We have held the “determination of the least restrictive treatment available is initially made by the executive director of the Department, but the individual may challenge his continued commitment if the statutory requirements' are being violated.” Interest of Whitetail, 2013 ND 143, ¶ 6, 835 N.W.2d 827; see also Whelan v. A.O., 2011 ND 26, ¶ 7, 793 N.W.2d 471; Interest of P.F., 2008 ND 37, ¶24, 744 N.W.2d 724; In re G.R.H., 2006 ND 56, ¶¶ 22, 27, 711 N.W.2d 587. In AO., at ¶¶7-8, we affirmed a district court decision in a discharge hearing that the executive director had not violated the statute because the respondent presented no evidence establishing a less restrictive treatment program or facility than the State Hospital, and the State had presented evidence the respondent’s treatment at the State Hospital was the least restrictive program.

[¶ 13] Here, Wicks testified that the CTC is an unstaffed house on campus for placement of persons who are at “stage three in the traditional sex offender program.” Wicks testified J.G. is relatively “[e]arly” and on the “verge ... of moving into ... the skills programs,” but acknowledged that placing J.G. in the CTC at this point would be analogous to “pull[ing] him out of the second grade and put[ting] him into college.”

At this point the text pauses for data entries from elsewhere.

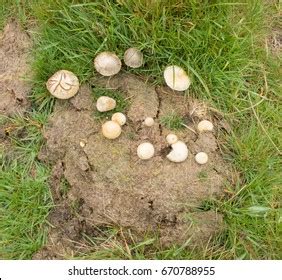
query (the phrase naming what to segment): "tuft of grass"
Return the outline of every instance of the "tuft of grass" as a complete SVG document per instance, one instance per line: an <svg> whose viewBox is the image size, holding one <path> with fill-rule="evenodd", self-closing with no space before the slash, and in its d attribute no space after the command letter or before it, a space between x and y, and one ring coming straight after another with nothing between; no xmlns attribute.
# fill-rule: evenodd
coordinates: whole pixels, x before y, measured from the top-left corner
<svg viewBox="0 0 282 280"><path fill-rule="evenodd" d="M171 130L179 130L184 128L184 119L175 113L163 116L160 119L160 123Z"/></svg>
<svg viewBox="0 0 282 280"><path fill-rule="evenodd" d="M23 24L32 20L38 25L38 31L33 31L35 77L31 99L35 118L52 111L54 99L50 98L45 82L55 71L73 71L81 82L86 82L93 75L92 61L97 53L109 50L122 57L127 48L135 46L142 50L145 65L127 71L150 76L162 84L165 66L182 66L192 79L189 95L208 100L223 112L233 128L230 135L223 136L222 149L226 160L238 170L240 181L229 188L230 197L211 205L225 216L226 223L226 231L213 243L194 254L185 244L163 249L151 241L146 245L145 239L145 245L141 242L138 247L140 250L134 249L138 244L130 245L130 256L124 253L128 250L124 243L115 241L107 248L95 247L96 251L84 258L281 258L281 59L271 53L267 44L277 22L279 5L263 0L129 0L114 4L109 0L30 0L10 5L15 9L9 11L14 11ZM1 13L8 15L5 7L8 6ZM179 123L178 119L172 127ZM29 159L29 167L38 164L38 150L33 146L38 147L40 141L36 139L40 135L31 135L34 142L15 143L24 155L15 163L19 174L26 172L23 158ZM16 138L14 141L17 142ZM13 176L13 165L9 166L6 172ZM4 196L8 190L2 192ZM26 192L25 196L32 194ZM42 207L48 205L44 205L45 200L40 203ZM14 205L16 208L3 208L6 216L2 225L11 223L8 220L14 217L13 209L21 209L21 204ZM17 219L24 221L24 212L17 211L17 215ZM27 247L22 247L21 242L13 239L13 229L2 226L5 235L1 236L4 241L10 240L9 248L13 251L4 256L30 256L32 250L28 246L34 244L34 238L40 239L42 231L37 228L30 243L24 239Z"/></svg>

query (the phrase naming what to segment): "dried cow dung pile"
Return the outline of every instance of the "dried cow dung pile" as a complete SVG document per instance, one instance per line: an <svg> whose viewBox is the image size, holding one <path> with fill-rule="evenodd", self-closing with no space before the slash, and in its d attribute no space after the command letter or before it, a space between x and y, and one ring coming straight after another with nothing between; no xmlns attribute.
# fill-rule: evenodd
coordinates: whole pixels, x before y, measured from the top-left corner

[¶ 14] The dissent’s frustration with the current statutes is understandable and shared by members of the Court. However, here there was no direct attack on the statutes. Rather, in an attempt to accommodate the tension, the dissent chooses the CTC as the “least restrictive treatment facility or program necessary to achieve the purposes” of the chapter governing civil commitment of sexually dangerous individuals. As the dissent recites, Dr. Benson recommended that “we next explore if he is appropriate for a less restrictive environment. That may be the CTC home on the NDSH grounds_” (emphasis supplied). It is obvious that Dr. Benson was not recommending CTC as the alternative but only suggesting it be explored. However, as we have already noted, there was direct testimony from Kerry Wicks that the CTC was not appropriate. Our frustration with the tension in the statutes *113cannot justify a result not supported by the evidence.

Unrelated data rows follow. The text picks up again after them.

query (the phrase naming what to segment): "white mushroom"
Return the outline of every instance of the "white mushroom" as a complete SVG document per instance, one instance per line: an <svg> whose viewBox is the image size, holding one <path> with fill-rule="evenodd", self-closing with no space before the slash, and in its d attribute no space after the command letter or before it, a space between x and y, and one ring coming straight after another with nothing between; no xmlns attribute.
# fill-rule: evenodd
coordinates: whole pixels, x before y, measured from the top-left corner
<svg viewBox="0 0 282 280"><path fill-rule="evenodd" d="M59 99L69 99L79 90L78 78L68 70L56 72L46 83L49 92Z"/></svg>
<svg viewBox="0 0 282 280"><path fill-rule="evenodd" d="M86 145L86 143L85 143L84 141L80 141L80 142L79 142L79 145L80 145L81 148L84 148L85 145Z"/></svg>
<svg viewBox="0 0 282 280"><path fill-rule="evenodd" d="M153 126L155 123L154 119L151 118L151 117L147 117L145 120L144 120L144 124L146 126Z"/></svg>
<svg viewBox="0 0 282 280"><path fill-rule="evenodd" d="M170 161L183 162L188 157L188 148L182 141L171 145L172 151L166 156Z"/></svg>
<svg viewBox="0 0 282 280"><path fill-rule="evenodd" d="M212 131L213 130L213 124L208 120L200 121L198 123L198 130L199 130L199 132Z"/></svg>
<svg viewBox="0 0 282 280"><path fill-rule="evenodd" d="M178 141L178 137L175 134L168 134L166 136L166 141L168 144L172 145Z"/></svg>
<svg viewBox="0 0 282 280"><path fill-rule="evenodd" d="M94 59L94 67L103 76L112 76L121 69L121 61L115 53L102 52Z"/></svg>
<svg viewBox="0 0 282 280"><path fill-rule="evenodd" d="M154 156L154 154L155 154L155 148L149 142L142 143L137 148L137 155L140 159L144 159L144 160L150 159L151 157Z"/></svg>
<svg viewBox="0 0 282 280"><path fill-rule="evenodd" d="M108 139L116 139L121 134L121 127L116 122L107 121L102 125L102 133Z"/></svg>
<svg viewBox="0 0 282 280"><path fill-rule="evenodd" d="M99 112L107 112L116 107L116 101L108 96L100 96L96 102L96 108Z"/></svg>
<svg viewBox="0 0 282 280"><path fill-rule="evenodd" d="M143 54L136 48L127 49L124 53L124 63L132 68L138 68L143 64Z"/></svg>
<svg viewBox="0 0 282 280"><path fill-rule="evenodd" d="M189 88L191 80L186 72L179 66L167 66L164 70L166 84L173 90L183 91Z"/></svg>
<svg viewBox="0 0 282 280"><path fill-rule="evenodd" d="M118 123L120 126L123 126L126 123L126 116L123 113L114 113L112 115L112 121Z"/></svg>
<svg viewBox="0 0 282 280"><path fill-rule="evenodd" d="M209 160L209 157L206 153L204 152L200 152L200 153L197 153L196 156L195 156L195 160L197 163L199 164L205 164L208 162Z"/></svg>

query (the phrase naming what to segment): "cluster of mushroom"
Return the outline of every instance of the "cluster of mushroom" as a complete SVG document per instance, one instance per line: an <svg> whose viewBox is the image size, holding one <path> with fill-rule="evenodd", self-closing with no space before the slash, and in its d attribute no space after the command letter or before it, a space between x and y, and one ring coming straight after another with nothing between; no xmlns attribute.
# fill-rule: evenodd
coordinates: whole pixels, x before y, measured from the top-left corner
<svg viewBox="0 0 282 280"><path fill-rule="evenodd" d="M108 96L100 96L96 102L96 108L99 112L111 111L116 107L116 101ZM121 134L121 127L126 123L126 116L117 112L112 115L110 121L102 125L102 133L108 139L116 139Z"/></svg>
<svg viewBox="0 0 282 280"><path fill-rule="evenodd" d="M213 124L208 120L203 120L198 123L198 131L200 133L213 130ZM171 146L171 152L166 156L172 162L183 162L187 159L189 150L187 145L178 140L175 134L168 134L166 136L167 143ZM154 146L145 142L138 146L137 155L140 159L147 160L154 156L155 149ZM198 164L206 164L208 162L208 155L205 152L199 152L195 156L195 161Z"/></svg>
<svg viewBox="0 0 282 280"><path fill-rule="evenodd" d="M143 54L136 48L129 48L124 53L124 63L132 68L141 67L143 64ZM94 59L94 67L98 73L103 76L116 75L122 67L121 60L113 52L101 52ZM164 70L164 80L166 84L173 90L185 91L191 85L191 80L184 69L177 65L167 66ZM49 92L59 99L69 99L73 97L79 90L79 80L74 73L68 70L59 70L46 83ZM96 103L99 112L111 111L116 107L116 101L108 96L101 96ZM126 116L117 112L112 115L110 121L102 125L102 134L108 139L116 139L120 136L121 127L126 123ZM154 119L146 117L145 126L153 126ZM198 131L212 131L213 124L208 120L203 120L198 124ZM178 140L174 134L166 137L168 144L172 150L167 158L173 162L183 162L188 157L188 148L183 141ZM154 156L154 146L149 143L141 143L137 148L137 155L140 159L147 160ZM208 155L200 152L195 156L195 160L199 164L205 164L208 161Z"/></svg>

[¶ 15] We conclude the district court’s finding that “[a]lthough [J.G.] has made some progress in recent years, he has not successfully completed a sex offender treatment program, thus making transition to CTC or complete discharge inappropriate at this time” is supported by clear and convincing evidence.

IV

[¶ 16] The order is affirmed.

[¶ 17] DANIEL J. CROTHERS, and LISA FAIR McEVERS, JJ., concur. DALE V. SANDSTROM, J., concurs in the result.